Le gendarme chauffard qui a tué une fillette écope de 18 mois de prison avec sursis

Au volant de sa camionnette de gendarmerie et sous anxiolytiques, il avait fauché un groupe d’enfants à Joué-lès-Tours, tuant une fillette de onze ans et blessant grièvement deux autres enfants. Il doit verser 28500 euros de frais de procédures.
Le gendarme chauffard qui a tué une fillette écope de 18 mois de prison avec sursis

Une marche blanche s’était tenue après le drame, des habitants déposant des fleurs en souvenir de Mélanie, l’enfant décédée. AFP PHOTO PHOTO/ALAIN JOCARD

Une personne morte, deux autres handicapées à vie. Le bilan de cet accident de la route du 30 mai 2011 à Joué-lès-Tours pourrait être tristement banal, sauf que le conducteur était un gendarme en service qui a perdu le contrôle de son véhicule et les victimes étaient des enfants. Sous anxiolytiques, le fonctionnaire a reconnu à son procès avoir mal apprécié le virage. La justice l’a condamné ce jeudi à 18 mois de prison avec sursis.

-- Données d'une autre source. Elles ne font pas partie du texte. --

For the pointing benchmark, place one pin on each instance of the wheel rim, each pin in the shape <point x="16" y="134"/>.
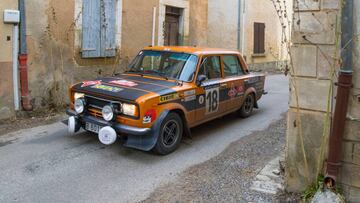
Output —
<point x="170" y="133"/>
<point x="249" y="103"/>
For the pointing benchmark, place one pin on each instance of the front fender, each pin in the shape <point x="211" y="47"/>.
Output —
<point x="148" y="141"/>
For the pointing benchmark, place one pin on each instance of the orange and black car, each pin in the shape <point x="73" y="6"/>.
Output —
<point x="165" y="92"/>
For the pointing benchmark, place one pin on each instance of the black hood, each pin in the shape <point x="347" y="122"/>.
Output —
<point x="125" y="87"/>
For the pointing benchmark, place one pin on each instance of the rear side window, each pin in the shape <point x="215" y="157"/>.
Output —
<point x="232" y="66"/>
<point x="211" y="67"/>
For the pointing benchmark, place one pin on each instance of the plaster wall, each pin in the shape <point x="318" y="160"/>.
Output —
<point x="223" y="29"/>
<point x="314" y="41"/>
<point x="223" y="24"/>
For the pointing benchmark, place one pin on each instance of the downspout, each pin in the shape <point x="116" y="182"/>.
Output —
<point x="239" y="26"/>
<point x="343" y="91"/>
<point x="24" y="84"/>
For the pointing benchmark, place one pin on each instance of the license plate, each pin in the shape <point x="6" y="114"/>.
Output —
<point x="92" y="127"/>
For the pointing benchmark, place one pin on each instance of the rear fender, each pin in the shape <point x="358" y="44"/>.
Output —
<point x="251" y="90"/>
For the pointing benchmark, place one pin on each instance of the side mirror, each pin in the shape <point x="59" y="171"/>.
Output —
<point x="200" y="79"/>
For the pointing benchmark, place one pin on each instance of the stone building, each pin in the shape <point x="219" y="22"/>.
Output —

Condamné pour délit d’homicide involontaire et blessures involontaires, et délit de conduite d’un véhicule à une vitesse excessive, Grégory Potiron devra par ailleurs payer à titre personnel 28 500 d’euros de frais de procédure des parties civiles. Retenant “imprudence et maladresse”, le tribunal correctionnel de Tours a également prononcé l’annulation de son permis de conduire avec l’interdiction de le passer avant trois mois.

A-t-il roulé trop vite?

En perdant la maîtrise de sa camionnette de la gendarmerie, il avait fauché un groupe d’enfants dans cette ville d’Indre-et-Loire en banlieue de Tours. Une fillette de onze ans a été tuée, deux enfants grièvement blessés. L’un éprouve encore des difficultés à marcher et l’autre est en fauteuil roulant.

Aux enquêteurs au moment des faits, il n’avait pas avoué être sous traitement médical. Mais a reconnu à l’audience, en décembre, être sous anxiolytiques lors de l’accident. Admettant une erreur d’appréciation du virage, il a nié avoir roulé trop vite. Les experts l’évaluaient à 72 km/h, lui à 35km/h.

L’Etat paiera le préjudice

L’accusé n’était pas présent à l’audience pour le prononcé du jugement, ce qu’a regretté le tribunal. La mère de la fillette décédée, Delphine Moreno, s’est dite “soulagée” que le gendarme soit condamné. “J’espère qu’il aura la décence de ne pas faire appel”, a-t-elle ajouté. “Mon mari et moi sommes détruits.”

Reste l’évaluation des préjudices des victimes et de leurs parents, prévue le 2 octobre. C’est l’État, employeur de Grégory Potiron au moment des faits, qui prendra en charge ces dommages et intérêts. Me Nathalie Valade, son avocate, reste “persuadée” qu’il n’a “pas commis de faute de nature pénale”.

A l’époque, Claude Guéant, alors ministre de l’Intérieur, avait présenté “les excuses” de la gendarmerie française après ce “drame épouvantable qui a bouleversé la France”.